Putas, pobres y parientes, esas eran las tres P de las que se afirmaba que constituían los primeros clientes que un profesional de la abogacía podía captar. Los tiempos han cambiado: tras su graduación, los estudiantes suspiran ahora por entrar a trabajar en una de las macrocolmenas de asesoramiento legal, grandes empresas que acumulan juristas de diverso pelaje, formación y especialización y donde pelearán a lo largo de su vida por escalar a lo más alto. Es difícil que en esos ámbitos vean muchos integrantes de las tres P, al menos como categoría, quedando reservado tal cometido al esforzado, infravalorado y vocacional turno de oficio de los colegios de la abogacía.
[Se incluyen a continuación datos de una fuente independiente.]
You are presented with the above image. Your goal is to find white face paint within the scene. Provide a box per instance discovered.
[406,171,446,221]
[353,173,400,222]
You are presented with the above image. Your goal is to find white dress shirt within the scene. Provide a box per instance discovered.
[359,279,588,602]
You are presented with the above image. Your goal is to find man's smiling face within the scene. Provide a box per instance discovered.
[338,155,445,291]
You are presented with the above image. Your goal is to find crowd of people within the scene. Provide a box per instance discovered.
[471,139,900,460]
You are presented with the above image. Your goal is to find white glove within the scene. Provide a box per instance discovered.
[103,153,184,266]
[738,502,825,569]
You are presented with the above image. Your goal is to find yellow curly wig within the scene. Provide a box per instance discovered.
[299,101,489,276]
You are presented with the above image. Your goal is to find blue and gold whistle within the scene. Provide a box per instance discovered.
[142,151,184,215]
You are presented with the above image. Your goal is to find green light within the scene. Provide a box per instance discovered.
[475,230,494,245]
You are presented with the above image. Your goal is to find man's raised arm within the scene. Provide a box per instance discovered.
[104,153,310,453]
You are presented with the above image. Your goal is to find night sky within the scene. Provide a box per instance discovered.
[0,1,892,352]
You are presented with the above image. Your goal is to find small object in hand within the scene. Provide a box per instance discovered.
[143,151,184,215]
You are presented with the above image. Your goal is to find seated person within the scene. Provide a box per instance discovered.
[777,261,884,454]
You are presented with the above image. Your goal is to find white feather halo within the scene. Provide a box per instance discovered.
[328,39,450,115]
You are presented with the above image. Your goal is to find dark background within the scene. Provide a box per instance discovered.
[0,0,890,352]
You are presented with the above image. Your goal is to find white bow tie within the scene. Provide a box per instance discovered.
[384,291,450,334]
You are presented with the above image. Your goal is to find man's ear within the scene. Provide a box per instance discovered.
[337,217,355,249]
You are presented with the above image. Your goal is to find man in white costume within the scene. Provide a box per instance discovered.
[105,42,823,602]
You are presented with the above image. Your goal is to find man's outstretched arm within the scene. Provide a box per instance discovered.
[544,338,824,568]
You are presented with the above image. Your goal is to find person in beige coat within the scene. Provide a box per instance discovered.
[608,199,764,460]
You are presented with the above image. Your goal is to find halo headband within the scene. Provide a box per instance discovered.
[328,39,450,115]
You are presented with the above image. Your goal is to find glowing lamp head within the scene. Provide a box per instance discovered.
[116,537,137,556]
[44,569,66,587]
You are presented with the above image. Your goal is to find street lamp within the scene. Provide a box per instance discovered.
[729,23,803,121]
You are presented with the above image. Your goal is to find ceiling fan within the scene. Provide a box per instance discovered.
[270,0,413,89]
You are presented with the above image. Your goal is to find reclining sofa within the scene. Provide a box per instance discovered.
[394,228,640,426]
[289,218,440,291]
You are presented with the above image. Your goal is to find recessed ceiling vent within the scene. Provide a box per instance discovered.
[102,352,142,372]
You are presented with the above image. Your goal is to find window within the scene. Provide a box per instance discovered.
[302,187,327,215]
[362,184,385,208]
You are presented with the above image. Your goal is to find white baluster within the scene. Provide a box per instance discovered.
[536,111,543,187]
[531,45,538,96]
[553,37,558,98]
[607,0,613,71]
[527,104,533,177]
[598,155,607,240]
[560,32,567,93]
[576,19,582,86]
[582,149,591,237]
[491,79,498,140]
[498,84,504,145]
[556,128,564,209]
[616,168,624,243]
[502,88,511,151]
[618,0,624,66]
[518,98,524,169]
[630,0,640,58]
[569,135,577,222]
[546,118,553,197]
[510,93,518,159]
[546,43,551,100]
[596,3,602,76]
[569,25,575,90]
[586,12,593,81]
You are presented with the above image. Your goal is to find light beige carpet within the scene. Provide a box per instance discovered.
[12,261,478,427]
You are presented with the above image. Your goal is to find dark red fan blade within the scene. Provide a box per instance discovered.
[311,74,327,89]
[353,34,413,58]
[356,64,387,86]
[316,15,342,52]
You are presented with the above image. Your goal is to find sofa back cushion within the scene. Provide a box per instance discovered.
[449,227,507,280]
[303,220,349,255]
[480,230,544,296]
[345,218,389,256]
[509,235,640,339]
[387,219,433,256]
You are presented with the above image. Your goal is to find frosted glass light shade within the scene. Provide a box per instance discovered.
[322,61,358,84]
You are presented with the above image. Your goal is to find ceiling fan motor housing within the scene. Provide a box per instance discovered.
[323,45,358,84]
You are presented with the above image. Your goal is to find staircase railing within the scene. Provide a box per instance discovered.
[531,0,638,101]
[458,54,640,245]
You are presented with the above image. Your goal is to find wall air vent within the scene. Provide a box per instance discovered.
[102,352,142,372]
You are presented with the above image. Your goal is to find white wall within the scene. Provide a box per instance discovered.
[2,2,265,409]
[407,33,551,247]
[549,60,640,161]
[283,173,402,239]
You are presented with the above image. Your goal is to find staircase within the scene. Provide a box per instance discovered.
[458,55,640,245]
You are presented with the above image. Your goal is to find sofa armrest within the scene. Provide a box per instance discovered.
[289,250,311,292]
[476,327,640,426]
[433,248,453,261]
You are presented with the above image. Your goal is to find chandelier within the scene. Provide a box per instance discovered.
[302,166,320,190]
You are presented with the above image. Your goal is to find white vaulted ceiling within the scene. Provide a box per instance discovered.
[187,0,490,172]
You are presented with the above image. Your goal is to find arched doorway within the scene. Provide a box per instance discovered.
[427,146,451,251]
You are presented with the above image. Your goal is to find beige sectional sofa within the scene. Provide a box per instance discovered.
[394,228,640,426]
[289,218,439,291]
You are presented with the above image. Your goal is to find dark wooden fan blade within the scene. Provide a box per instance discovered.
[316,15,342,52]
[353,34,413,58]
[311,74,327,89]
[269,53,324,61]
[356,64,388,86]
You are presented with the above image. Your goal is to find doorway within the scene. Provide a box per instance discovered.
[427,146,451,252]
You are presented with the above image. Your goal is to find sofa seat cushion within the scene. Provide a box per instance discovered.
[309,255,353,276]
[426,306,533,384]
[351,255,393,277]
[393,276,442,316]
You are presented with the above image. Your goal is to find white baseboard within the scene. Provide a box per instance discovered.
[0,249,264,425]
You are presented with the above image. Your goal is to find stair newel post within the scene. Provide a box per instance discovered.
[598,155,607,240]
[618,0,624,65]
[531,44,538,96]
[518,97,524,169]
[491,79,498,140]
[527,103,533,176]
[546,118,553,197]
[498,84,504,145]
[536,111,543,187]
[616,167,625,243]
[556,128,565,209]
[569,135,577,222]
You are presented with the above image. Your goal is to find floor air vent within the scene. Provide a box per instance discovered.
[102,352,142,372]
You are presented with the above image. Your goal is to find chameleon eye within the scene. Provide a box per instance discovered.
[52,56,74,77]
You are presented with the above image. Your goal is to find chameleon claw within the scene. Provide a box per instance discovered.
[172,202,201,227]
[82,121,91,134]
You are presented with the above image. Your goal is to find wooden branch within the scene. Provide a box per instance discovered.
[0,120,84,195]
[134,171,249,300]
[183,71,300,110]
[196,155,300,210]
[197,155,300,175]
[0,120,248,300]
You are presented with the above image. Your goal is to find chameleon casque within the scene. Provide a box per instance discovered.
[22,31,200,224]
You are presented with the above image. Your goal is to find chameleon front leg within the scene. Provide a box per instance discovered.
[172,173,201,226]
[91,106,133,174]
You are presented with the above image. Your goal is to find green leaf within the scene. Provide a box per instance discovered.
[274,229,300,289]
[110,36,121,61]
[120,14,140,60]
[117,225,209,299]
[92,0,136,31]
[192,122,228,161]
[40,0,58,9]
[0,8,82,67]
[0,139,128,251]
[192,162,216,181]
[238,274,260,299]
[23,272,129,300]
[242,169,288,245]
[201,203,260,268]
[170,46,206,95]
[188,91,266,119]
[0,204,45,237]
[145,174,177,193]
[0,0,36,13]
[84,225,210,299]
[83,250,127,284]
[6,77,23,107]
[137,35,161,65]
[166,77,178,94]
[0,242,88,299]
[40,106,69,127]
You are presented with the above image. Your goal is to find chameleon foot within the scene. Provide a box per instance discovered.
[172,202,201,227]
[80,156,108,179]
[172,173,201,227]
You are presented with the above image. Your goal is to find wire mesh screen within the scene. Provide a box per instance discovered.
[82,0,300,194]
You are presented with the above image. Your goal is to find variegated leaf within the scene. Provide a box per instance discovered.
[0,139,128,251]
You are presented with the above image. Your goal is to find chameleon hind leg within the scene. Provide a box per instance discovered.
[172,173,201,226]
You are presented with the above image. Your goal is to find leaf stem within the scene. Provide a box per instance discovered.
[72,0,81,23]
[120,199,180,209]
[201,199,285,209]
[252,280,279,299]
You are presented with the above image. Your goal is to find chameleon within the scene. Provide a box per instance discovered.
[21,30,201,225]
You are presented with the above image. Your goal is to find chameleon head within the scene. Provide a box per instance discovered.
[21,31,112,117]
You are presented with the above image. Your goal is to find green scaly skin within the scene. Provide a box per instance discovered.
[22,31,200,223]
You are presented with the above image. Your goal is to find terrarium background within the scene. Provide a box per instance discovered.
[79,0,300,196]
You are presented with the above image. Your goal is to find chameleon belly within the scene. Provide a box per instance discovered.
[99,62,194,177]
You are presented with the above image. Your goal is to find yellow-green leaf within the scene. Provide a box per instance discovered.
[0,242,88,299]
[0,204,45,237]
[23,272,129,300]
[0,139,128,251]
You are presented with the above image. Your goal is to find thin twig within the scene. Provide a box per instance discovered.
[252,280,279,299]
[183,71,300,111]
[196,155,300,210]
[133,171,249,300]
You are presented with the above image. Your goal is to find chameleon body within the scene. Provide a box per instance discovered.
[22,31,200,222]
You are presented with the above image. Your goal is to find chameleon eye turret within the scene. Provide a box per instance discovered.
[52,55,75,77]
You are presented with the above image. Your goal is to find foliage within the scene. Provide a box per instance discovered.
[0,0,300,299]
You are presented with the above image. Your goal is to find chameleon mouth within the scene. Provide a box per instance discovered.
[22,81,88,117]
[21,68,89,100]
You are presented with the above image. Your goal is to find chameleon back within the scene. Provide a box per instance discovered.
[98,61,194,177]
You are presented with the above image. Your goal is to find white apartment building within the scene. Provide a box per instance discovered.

Pero con la misma letra principian también otras tres actividades, la policía, la política y el periodismo, conectadas en la actualidad en nuestro país por una curiosa condición que va más allá de la que podamos intuir: estar en el punto de mira del Departamento de Estado norteamericano, cuando, entre los Informes nacionales de 2020 sobre prácticas de derechos humanos, se detienen en España. El informe, que abarca múltiples ámbitos y en buena parte de ellos califica la actuación de los poderes públicos españoles como acordes con los estándares de un estado de derecho, recibe duras críticas en lo que se refiere a diversas circunstancias que tienen su origen en la actividad política: por una parte, porque recoge la polémica suscitada por la ley de seguridad ciudadana (también conocida, tras su reforma por el ministro Fernández Díaz, como “ley mordaza”) y, por otra, porque critica las manifestaciones amenazantes de dirigentes de Podemos (Iglesias y Echenique) y de Vox (sin mencionar a nadie en concreto) dirigidas a periodistas, así como la actuación del Gobierno, tanto en la aplicación de la ley durante el estado de alarma, como en su realización de ruedas de prensa ortopédicas en las que los periodistas tenían que formular sus preguntas por escrito y con antelación. En todo ese conglomerado fáctico hay una constante: políticos legislando contra la libertad, seguramente por temerla cuando se desborda, y prácticos de las normas (policías, también jueces y fiscales en alguna medida) y los propios políticos de nuevo, elevando la norma a la categoría de dogma cinco minutos antes de justificar lo injustificable cuando el vandalismo aprovecha la ocasión y nos parte la cara.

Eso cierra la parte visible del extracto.